With regard to another picture of Rubens at Antwerp, 'The Assumption of the Virgin,' it is said that he painted it in sixteen days, for sixteen hundred florins, his usual terms being a hundred florins a-day.
'The Virgin and Serpent' (from the 12th chapter of Revelation) in the Munich gallery is very splendid. The Virgin with the new-born Saviour in her arms is mounting on the wings of an eagle, surrounded by a flood of light. The serpent, encircling the moon on which she stands, is writhing beneath her feet. God the Father is extending his protecting sceptre over her from above. The archangel, clothed in armour, is in fearful combat with the seven-headed dragon, which is endeavouring to devour the child. Although struck by lightning, the dragon is striving to twist his tail round the legs of the angel, and seizes the cloak of the Virgin with one of his hands. Other infernal monsters are writhing with impotent rage, and falling with the dragon into the abyss.'
'Nothing was more characteristic of Rubens than his choice of subjects from the mythology of the Greeks and the works of the ancient poets; and in nothing did he display more freedom, originality, and poetry.' Among his most famous mythological pictures is the 'Battle of the Amazons,' now at Munich. 'The women are driven back by the Greeks over the river Thermodon; two horses are in savage combat on the bridge; one Amazon is torn from her horse; a second is dragged along by a sable steed, and falling headlong into the river, where others are swimming and struggling. No other battle-piece, save that of the Amazons, can compare with Raphael's "Battle of Constantine."'
Another great picture is The 'Carrying off of Proserpine.' 'Pluto in his car is driven by fiery brown steeds, and is bearing away the goddess, resisting and struggling. The picture absolutely glows with genial fire. The forms in it are more slender than is general with Rubens. Among the companions of Proserpine the figure of Diana is conspicuous for grace and beauty. The victorious god of love hovers before the chariot, and the blue ocean, warmly tinted with the sunbeams, forms a splendid back-ground.' [23]

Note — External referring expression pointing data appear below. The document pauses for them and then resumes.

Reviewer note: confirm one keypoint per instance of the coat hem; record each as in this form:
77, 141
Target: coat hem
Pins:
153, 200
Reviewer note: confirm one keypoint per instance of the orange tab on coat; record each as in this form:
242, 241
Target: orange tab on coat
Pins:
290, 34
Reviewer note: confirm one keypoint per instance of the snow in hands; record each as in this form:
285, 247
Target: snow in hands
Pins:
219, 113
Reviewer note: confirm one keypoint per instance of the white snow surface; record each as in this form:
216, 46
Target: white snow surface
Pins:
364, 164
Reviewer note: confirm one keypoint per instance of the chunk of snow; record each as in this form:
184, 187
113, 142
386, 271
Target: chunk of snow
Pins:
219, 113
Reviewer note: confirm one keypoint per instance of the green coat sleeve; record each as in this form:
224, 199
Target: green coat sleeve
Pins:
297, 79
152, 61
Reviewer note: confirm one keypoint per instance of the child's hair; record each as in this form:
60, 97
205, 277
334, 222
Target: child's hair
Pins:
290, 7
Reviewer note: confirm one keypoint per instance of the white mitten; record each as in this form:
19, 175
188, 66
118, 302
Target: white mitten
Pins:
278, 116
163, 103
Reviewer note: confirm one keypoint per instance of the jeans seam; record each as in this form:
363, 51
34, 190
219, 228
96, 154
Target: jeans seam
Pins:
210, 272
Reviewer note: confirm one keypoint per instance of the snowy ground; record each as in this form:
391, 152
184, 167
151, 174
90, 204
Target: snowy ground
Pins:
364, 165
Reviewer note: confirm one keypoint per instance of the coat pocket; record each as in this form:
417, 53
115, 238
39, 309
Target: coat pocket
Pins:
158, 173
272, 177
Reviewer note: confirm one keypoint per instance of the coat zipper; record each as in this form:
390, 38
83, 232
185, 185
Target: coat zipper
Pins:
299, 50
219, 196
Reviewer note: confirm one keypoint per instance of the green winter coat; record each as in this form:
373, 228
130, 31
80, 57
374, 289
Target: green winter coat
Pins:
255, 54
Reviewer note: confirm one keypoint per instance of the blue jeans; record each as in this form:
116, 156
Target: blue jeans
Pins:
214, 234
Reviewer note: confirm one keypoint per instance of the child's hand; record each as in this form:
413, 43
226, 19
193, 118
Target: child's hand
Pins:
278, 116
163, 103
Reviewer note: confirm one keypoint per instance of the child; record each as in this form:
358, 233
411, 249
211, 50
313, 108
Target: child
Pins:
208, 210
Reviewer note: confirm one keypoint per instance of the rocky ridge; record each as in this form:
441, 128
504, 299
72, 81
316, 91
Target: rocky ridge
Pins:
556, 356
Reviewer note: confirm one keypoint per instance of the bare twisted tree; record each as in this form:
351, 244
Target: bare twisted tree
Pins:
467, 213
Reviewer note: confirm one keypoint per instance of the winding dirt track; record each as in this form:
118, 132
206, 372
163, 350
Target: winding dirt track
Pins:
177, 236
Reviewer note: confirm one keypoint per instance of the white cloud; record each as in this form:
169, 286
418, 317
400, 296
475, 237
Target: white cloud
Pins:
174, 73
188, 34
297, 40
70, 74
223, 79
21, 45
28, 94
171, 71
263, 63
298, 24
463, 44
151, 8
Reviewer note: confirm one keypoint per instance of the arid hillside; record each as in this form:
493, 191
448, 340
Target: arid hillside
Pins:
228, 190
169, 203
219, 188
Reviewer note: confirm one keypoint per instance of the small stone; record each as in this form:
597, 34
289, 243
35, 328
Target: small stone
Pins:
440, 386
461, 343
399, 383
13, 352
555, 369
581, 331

Rubens was famous for the loveliness and grace of his paintings of children. Perhaps the most beautiful is that of 'The Infant Jesus and John playing with a Lamb.'
Rubens was a great animal painter. One of his celebrated animal pictures is 'Daniel in the Lions' Den,' now at Hamilton Palace, in which each lion is a king of beasts checked in his fiercest wrath. It is said to have been painted by Rubens in a fit of pique at a false report which had been circulated that he could not paint animals, and that those in his pictures were supplied by the animal-painter, his friend and scholar, Schneyders.